C’était la première étape. Le couple a ensuite cherché un endroit à Bruxelles afin de présenter la collection de façon permanente et de proposer des expositions temporaires, à l’instar d’un vrai musée privé. "Et nous sommes tombés sous le charme de cette propriété. Le château Titeca est un site historique composé de l’ancien pavillon de chasse de l’abbaye de Dieleghem datant de la fin du 16e siècle et d’une grande villa de style Napoléon III". Dans l’attente d’un permis d’urbanisme, le couple espère ouvrir sa collection au public en 2020.

L’achat s’est fait sur fonds propres, sans aucun apport public, et le bourgmestre Hervé Doyen (cdH) a, semble-t-il, été ravi de voir un tel projet culturel atterrir sur le territoire de sa commune jettoise.

En attendant, le couple prépare une grande exposition au Musée des Beaux-Arts de Gand (MSK), prévue pour la fin 2018. "à travers notre collection, mais aussi d’autres collections privées et publiques, nous voulons montrer les nouvelles idées que le modernisme russe a pu développer". Une salle du MSK accueille déjà 30 œuvres de la collection, prêtées par les Toporovskiy.

Le couple insiste: il s’agit bien de modernisme et pas d’avant-gardisme, dont le terme est, à leurs yeux, erroné.

3 questions à Igor et olga Toporovskiy, collectionneurs.

1. Ce qu’on appelle erronément l’avant-garde russe, que vous appelez modernisme, est aussi lié à tort à la révolution?

Du fait de la brève période de cohabitation avec le communisme, on attribue à l’avant-garde tous les éléments révolutionnaires. Mais cet art non objectif comme le suprématisme, le constructivisme, l’art abstrait étaient présents avant l’irruption communiste, notamment avec Malevitch, Kandinsky et Chagall. Arrivés au pouvoir, les communistes, n’ayant pas de projet pictural, ont voulu remplir le vide artistique et idéologique, ceci avant l’avènement du réalisme socialiste. J’ajoute qu’à mon avis, l’influence des icônes et de l’art religieux est surestimée quant au modernisme russe. Il faut bien comprendre que ces artistes font leur apprentissage à partir de l’art français, le postimpressionnisme qui a exercé une énorme influence sur eux – d’abord Cézanne, Van Gogh et Gauguin, et ensuite Picasso et un peu Matisse.

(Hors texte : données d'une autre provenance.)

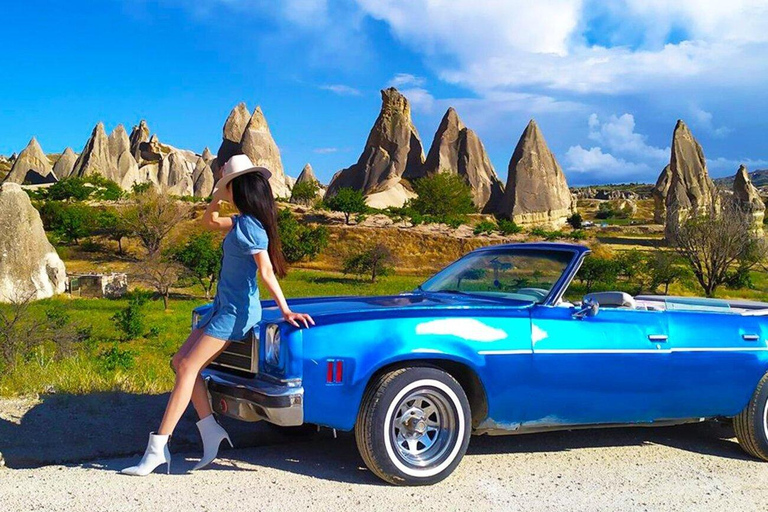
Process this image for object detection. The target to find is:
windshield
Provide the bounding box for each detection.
[421,248,573,304]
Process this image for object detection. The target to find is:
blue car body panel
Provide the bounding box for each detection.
[198,243,768,433]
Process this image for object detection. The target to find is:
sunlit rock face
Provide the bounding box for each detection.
[498,119,575,227]
[326,87,424,208]
[0,183,67,302]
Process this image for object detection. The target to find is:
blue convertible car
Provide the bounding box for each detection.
[195,243,768,485]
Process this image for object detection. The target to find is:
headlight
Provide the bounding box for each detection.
[264,324,280,365]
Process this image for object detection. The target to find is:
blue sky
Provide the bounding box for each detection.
[0,0,768,185]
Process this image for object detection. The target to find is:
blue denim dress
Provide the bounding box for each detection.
[197,215,269,341]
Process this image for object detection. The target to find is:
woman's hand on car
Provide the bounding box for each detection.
[283,311,315,328]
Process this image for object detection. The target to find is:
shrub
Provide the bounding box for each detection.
[97,343,136,372]
[565,212,583,229]
[344,244,395,283]
[496,218,523,235]
[277,208,328,263]
[112,293,147,341]
[474,220,498,235]
[291,180,320,204]
[326,187,368,224]
[169,231,222,299]
[409,172,476,222]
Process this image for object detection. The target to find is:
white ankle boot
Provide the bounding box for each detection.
[192,414,232,471]
[120,432,171,476]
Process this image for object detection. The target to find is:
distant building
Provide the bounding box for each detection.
[67,273,128,299]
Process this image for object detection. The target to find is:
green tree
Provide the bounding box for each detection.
[170,231,222,299]
[277,208,328,263]
[565,212,583,229]
[123,187,192,258]
[96,208,131,254]
[291,180,320,204]
[326,187,368,224]
[410,172,476,220]
[344,244,395,283]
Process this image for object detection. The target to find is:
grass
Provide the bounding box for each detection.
[0,269,426,396]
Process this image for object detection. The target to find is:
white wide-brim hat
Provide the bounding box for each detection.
[213,155,272,192]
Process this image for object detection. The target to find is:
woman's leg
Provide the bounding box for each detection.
[171,329,226,419]
[157,334,229,435]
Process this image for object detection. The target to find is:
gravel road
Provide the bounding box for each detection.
[0,424,768,512]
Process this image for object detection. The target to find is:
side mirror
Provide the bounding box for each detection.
[571,299,600,320]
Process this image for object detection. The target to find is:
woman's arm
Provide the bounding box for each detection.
[253,251,315,327]
[201,187,232,231]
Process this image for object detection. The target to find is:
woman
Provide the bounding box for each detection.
[121,155,314,476]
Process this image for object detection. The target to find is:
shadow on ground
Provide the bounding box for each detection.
[0,392,296,468]
[0,393,751,484]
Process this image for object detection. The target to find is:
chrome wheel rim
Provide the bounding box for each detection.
[389,388,457,467]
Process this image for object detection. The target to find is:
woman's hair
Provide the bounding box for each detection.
[230,172,288,277]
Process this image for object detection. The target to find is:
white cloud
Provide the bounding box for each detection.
[565,145,658,183]
[691,106,733,138]
[357,0,768,94]
[589,114,669,162]
[320,84,362,96]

2. Quel jugement portez-vous sur des expos comme "Red star over Russia", actuellement à la Tate Modern de Londres, et qui court de la révolution de 1905 à la mort de Staline, et de cette collection de peintures et d’esquisses d’affiches de propagande soviétiques montrée dans une galerie bruxelloise en novembre 2016?

En tant que collectionneurs et spécialistes, nous nous focalisons sur le modernisme russe. Mais évidemment, si nous ne nous montrons pas très enthousiastes vis-à-vis de l’art propagandiste et soviétique, il constitue cependant une période intéressante, historiquement plutôt qu’artistiquement… Car si l’art franchit les limites culturelles et artistiques et devient trop idéologie, il se perd. Il ne faut jamais franchir cette ligne, à la fois délicate et importante.

3. Nous sommes en 2017, un siècle après la révolution. En voyez-vous survenir une autre, artistique, en Russie?

Nous ne sentons pas, comme à l’époque du modernisme, de bouillonnement. Les artistes russes regardent plutôt ce qui se fait du côté de leurs contemporains américains et européens. Nous sommes derrière et pas devant, comme à l’époque du modernisme. Mais il y a des artistes connus et intéressants comme les Kabakov qui sont partis de Russie, mais pas de courants. À cela s’ajoute aussi une censure insupportable, car l’Église intervient dans chaque spectacle ou représentation. Beaucoup de choses sont interdites ou refusées… L’Église est devenue un véritable ministère du culte.